Martin Shovel – http://www.creativityworks.net/blog
Your Trollope theory is very convincing - and reminds me of some of the discussion that followed a presentation on 'Majorspeak' I did at the Essex University post-1992 election conference.
One theme was that his relative lack of formal educational credentials had led him to model his speech on the way he considered more 'educated' people spoke.
Another was from someone who thought it resembled the way aldermen and other long-serving town councillors used to speak.
Both of which are consistent with your Trollope theory.
I'm absolutely convinced that Major's stilted speech patterns reflect his misconceived notions of how more 'educated' people should talk. The irony is that despite such eccentricity, he managed to achieve – to use a Major-style turn of phrase – the 'highest office in the land'.
Your point on education is absolutely spot on. You hear a very similar dialect amongst the auto didacts of the trade union movement - Kier Hardie, Ernie Bevin etc.
But I don't think it is necessarily always a negative.
Amongst union audiences, this archaic dialect has positive connotations, probably because it does discreetly invoke memories of Hardie/Bevin.
It worked pretty well for Major too. That whole 19th Century nostalgia thing ('milk maids cycling thru the morning mist to holy communion') was very much part of his image and charm... and let us never forget he won more votes in 92 than Blair did in 97.

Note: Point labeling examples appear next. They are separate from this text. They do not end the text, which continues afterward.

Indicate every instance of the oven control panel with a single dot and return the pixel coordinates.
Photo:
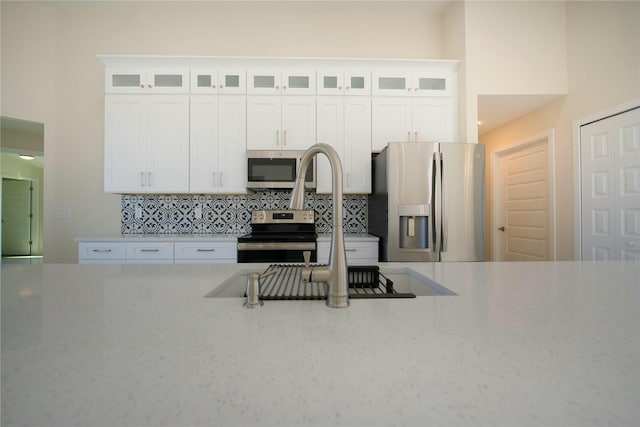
(283, 217)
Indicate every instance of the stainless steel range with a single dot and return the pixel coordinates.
(279, 236)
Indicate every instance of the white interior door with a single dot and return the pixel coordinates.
(524, 209)
(16, 217)
(610, 188)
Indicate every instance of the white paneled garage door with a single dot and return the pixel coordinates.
(610, 188)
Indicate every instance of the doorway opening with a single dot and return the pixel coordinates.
(22, 170)
(523, 226)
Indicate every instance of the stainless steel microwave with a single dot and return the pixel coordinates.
(277, 169)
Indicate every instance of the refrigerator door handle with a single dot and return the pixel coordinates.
(443, 205)
(437, 199)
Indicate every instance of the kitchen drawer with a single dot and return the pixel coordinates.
(362, 250)
(205, 251)
(101, 252)
(149, 251)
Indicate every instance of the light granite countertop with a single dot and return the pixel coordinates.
(521, 344)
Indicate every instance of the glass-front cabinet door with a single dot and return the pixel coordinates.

He did indeed win the highest office in the land and the 'charm' factor certainly worked well for him in the 1992 election.
In fact, you've reminded me that an (opposition) MP told me just before polling day in 92 of his worry that Major's smile would be worth at least a million votes to the Tories.
And, in the light of the foregoing disscourses, I'm beginning to ponder whether it behoves me to retrospectively include him along with Grimond, Thatcher, Ashdown and Blair as having the 'je ne sais quoi' factor (discussed thither: http://bit.ly/JKoYI).
He was wearing some BIG glasses too!
When speakers use everyday language they sound more sincere to us.
There is nothing like jargon, of any sort or in any language, to turn us off completely.
Sir Ernest Gowers got it absolutely right when he wrote the Complete Plain Words way back in 1948.
One of the reasons why physical objects work so well as Visual Aids is that we can see exactly what they mean.